Ongoing research targets enhanced extraction (with model-driven parsers), better safety filtering (adversarial robustness, PII masking), finer granular geolocation and dialect mapping, and sustainable workflows for continuous updating and evaluation (Kargaran et al., 2024, Ma et al., 20 Nov 2025, Ilyankou et al., 2024).

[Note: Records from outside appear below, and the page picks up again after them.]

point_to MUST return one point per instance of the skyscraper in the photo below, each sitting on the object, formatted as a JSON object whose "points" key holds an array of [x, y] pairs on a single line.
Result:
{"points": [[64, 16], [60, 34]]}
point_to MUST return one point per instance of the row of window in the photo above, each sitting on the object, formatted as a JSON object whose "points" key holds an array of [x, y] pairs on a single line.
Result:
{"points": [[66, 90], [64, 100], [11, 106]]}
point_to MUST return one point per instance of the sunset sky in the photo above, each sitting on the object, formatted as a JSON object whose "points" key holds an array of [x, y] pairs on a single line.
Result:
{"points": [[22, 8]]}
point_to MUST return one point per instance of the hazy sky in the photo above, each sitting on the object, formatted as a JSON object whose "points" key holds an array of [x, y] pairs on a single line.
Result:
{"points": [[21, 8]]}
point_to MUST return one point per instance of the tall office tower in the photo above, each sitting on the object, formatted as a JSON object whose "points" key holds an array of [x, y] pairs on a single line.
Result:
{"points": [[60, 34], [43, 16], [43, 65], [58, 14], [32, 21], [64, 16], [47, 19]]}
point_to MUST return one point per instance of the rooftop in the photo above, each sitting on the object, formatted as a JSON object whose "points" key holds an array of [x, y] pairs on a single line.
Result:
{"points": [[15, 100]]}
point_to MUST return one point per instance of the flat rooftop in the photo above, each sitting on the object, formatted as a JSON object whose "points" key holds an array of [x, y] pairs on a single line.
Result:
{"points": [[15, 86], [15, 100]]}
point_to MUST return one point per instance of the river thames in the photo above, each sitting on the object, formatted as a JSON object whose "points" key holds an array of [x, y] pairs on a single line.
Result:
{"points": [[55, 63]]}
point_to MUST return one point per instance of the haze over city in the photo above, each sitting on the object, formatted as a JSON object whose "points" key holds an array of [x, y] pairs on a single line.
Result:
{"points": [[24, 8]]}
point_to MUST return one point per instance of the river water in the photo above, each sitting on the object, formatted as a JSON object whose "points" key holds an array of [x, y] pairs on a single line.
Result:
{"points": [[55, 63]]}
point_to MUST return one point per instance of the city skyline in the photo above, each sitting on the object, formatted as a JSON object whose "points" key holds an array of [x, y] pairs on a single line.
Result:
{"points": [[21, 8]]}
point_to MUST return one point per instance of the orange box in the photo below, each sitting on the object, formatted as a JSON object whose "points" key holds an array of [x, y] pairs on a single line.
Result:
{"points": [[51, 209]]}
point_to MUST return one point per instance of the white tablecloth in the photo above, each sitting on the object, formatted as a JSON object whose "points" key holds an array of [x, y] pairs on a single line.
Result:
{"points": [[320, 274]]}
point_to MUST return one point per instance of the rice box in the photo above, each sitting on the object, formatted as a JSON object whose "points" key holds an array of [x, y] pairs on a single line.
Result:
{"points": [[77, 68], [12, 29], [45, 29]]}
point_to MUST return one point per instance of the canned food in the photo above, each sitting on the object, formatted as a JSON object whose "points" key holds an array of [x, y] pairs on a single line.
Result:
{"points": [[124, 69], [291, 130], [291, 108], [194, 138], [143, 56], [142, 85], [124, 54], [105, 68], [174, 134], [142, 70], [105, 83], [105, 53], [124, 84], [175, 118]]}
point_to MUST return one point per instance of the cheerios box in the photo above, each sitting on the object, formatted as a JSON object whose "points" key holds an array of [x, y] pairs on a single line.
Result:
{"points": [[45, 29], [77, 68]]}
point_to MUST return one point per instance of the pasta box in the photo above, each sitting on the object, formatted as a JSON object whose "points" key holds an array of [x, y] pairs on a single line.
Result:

References (by arXiv id): (Kolias et al., 2014): Exploratory analysis of large-scale CommonCrawl (Panchenko et al., 2017): DepCC: Dependency-Parsed CommonCrawl (Kúdela et al., 2018): Parallel paragraph extraction from CommonCrawl (Dunn, 2020): CGLU: Mapping Languages (Luccioni et al., 2021): Undesirable content in CommonCrawl (Abadji et al., 2022): Document-oriented OSCAR from CommonCrawl (Artetxe et al., 2022): Corpus quality in low-resource languages (Gutiérrez-Fandiño et al., 2022): esCorpius: large-scale Spanish CC corpus (Turski et al., 2023): CCpdf: PDF extraction from CC (Qiu et al., 2024): WanJuan-CC: Safe English webtext (Dunn, 2024): Geographic validation in CC corpora (Thompson, 2024): Efficient longitudinal analytics using CC (Okazaki et al., 2024): Japanese web CC corpus (Ilyankou et al., 2024): Quantifying geospatial content in CC (Bădoiu et al., 2024): FuLG: Romanian web corpus (Kargaran et al., 2024): GlotCC: Broad-coverage CC for minority languages (Ma et al., 20 Nov 2025): AICC: Model-based HTML extraction for LLMs.